Dioscorea is a large genus of more than 600 species worldwide, some of which are important food or drug sources (Govaerts and Saunders, 2007). Because Dioscorea exhibits features of both dicots and monocots, it has the potential to fill gaps in our knowledge of the plant biology and evolution of these two taxa (Mignouna et al., 2009). The high-quality D. zingiberensis genome sequence presented here can also serve as a reference genome for other species in the genus Dioscorea.

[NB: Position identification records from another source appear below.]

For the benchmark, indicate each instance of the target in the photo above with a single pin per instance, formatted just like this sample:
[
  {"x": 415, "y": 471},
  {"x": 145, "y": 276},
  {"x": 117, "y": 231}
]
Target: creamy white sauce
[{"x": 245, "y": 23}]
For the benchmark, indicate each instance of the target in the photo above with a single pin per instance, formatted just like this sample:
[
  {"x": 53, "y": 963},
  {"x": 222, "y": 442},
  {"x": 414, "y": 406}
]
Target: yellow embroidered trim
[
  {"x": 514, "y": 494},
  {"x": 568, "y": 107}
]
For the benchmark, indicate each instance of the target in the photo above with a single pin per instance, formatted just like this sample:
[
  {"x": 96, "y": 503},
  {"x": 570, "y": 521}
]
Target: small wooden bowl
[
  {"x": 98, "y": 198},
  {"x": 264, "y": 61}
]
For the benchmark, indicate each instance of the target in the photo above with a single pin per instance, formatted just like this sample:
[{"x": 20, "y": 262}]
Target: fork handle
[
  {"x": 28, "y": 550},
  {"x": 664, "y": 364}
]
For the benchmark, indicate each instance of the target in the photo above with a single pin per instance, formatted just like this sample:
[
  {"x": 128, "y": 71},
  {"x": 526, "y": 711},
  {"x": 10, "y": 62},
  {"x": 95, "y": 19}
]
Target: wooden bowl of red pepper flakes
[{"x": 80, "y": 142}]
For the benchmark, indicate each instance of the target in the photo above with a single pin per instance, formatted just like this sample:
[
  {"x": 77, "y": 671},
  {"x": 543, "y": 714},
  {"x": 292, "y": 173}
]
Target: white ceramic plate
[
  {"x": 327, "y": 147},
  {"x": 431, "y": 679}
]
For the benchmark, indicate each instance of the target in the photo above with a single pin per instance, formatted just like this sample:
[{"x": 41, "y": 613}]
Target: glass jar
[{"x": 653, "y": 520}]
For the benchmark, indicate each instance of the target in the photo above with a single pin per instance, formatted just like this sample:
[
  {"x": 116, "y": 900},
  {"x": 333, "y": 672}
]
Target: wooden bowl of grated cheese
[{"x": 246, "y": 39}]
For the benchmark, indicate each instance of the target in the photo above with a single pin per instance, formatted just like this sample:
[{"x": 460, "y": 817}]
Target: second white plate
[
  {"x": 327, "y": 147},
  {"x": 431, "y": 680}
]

For example, the Dioscorea-specific WGD event has been neglected in previous studies due to the lack of a reference genome (Ren et al., 2018). According to our genome analysis, approximately 35.9% syntenic regions were observed in the D. zingiberensis genome compared with 15.8% in D. rotundata (Supplemental Table 9, Supplementary Methods). The distribution of synonymous substitution rates (KS) in 2018 paralogous genes from syntenic regions exhibited a peak at KS = 0.82 in D. zingiberensis (Supplemental Figure 12), indicating that the Dioscorea-specific WGD event may have occurred after divergence from the Petrosaviidae but before the separation of D. zingiberensis and D. rotundata (KS = 0.4). The date of the WGD was estimated at approximately 64 MYA (Supplemental Figure 13, Supplementary Methods), close to the Cretaceous-Paleogene extinction event (Renne et al., 2013). The WGD event provided plentiful genetic materials for Dioscorea species to survive across the Cretaceous-Paleogene boundary (Kevin et al., 2014) and also contributed to the evolution of specialized metabolites (Guo et al., 2014; Jing et al., 2015; Unver et al., 2017; Li et al., 2019).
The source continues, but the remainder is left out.